Yes Anne! Your point is well made. We strengthen our patients voice and thus their ability to self advocate. This is a process! Often, the progress/ success we attain with our patients is measured in baby steps not giant steps; not always physical but emotional/ psychological.
Over time if we persevere long enough, our patients gain a different level of autonomy; one that allows them to take charge of their lives and direct their journey. I believe you have done this through thoughtful/meaningful collaboration with this gentleman, thus confidently exchanging the reins of health care from your hands to his. If we work ourselves out of a job, mission accomplished! This blog provides a model for those of us who follow and enjoy reading it. Thank you for sharing 👍🏾
Thank you Dana. Appreciate your support!
Love this as it truly shows how an advocate can move a patient through the complex health and payer systems. You gave him the tools and determination to take control of his situation and move forward to improve it.

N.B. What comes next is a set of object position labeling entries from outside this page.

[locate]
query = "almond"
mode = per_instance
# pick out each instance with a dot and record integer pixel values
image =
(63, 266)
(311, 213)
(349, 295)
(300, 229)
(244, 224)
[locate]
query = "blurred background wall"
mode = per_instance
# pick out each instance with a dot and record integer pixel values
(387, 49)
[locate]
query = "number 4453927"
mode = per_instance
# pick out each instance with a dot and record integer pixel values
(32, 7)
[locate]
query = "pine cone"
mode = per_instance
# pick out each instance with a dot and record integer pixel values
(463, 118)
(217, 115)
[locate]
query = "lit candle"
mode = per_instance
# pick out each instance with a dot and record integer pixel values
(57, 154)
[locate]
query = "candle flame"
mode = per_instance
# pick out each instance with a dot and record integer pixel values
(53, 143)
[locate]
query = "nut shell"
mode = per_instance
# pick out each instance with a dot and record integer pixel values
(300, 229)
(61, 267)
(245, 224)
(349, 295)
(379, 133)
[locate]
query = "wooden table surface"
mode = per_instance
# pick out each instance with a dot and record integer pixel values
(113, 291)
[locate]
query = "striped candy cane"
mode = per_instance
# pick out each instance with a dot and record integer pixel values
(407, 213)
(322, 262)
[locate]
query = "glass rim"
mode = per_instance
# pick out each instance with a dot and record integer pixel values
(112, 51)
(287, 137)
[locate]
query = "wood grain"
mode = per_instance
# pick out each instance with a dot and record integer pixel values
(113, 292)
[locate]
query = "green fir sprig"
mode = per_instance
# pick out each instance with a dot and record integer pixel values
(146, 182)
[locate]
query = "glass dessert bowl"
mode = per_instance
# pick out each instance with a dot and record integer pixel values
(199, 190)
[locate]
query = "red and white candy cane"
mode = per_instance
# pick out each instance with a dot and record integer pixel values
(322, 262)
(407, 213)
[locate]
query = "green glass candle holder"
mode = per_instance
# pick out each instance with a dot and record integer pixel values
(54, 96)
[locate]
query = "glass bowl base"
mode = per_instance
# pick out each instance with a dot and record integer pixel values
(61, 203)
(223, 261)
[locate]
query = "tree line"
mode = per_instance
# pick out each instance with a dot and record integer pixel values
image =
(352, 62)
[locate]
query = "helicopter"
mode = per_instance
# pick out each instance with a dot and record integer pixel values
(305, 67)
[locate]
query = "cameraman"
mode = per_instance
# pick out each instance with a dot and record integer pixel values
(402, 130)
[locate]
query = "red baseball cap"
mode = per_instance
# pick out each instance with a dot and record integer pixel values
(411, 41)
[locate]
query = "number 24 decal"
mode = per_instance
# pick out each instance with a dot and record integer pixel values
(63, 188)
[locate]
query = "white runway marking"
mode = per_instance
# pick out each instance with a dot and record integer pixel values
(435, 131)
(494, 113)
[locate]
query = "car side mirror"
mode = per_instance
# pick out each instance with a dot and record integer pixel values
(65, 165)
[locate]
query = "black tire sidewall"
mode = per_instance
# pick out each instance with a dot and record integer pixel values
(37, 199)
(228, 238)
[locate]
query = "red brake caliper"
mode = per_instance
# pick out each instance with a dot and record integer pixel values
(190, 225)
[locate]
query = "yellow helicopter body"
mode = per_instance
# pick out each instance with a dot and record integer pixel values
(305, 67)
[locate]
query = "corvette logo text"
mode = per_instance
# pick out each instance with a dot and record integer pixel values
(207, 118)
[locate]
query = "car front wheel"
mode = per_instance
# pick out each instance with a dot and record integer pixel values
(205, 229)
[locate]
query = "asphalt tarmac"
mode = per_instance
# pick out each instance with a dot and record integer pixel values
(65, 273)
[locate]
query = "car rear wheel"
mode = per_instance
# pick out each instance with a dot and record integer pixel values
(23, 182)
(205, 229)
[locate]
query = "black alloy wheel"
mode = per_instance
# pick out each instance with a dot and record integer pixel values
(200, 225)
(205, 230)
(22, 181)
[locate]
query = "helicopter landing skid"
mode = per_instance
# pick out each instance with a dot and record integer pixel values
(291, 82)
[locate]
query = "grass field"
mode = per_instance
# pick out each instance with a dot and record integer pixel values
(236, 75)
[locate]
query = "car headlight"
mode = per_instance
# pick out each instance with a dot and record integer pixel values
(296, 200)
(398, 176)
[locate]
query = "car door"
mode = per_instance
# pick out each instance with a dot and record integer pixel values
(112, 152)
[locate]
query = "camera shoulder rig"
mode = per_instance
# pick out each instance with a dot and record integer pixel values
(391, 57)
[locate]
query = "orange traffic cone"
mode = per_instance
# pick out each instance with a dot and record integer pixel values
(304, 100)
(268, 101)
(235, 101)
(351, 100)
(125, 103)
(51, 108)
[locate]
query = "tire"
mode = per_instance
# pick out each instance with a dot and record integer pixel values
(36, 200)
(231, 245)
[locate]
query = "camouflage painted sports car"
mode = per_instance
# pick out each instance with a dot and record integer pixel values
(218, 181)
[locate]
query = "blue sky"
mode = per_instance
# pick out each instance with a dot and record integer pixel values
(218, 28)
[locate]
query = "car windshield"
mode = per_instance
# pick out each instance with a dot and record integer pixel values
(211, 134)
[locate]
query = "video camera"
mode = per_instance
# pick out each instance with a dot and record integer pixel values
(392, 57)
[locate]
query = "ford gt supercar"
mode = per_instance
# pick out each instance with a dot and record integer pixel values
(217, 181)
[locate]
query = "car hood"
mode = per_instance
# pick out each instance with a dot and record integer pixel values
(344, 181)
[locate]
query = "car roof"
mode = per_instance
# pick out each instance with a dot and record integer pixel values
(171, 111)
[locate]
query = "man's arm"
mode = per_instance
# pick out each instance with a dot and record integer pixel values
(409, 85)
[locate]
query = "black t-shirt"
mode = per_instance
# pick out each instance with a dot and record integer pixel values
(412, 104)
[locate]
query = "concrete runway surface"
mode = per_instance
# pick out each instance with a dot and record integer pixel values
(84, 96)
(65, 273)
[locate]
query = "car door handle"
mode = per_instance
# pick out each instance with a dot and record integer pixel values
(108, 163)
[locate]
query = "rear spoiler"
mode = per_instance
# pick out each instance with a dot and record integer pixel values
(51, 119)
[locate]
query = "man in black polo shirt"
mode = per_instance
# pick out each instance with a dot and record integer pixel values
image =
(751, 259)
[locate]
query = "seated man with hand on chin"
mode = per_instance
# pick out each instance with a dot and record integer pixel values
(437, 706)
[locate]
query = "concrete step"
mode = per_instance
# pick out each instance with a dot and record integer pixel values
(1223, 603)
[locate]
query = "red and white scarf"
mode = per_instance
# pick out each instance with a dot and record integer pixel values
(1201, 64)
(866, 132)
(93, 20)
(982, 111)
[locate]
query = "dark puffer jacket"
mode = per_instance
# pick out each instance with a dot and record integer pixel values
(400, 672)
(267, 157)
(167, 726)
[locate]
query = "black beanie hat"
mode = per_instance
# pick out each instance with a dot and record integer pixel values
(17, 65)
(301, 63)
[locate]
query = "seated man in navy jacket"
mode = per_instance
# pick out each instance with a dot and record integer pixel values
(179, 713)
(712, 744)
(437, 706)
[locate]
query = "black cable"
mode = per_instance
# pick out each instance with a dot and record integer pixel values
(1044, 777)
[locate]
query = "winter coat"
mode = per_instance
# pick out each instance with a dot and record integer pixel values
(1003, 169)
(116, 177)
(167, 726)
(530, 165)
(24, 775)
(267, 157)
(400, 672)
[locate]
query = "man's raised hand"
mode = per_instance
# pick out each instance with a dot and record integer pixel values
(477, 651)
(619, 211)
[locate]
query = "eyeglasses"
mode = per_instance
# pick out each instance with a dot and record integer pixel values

Those of us who were in the initial CCM program/testing, and were doing Case Management before CCM even came into being, are aging out.
I believe it is a CCM’s and/or Patient Advocate’s moral and ethical duty to teach one how to become independent, according to his/her medical and/or mental capacity, to become as independent as possible, within his/her means.
In my mind there will always be more clients who need the expertise of a case manager or patient advocate, especially during the initial phase of coping with their inability, so NO NEED TO BELIEVE WE ARE PUSHING OURSERLVES OUT OF A JOB/PROFESSION.
Barbara Gold on May 24, 2022 at 11:52 am
Thanks, Anne for another great example of the case manager’s teaching a patient help him succeed and become empowered! Awesome!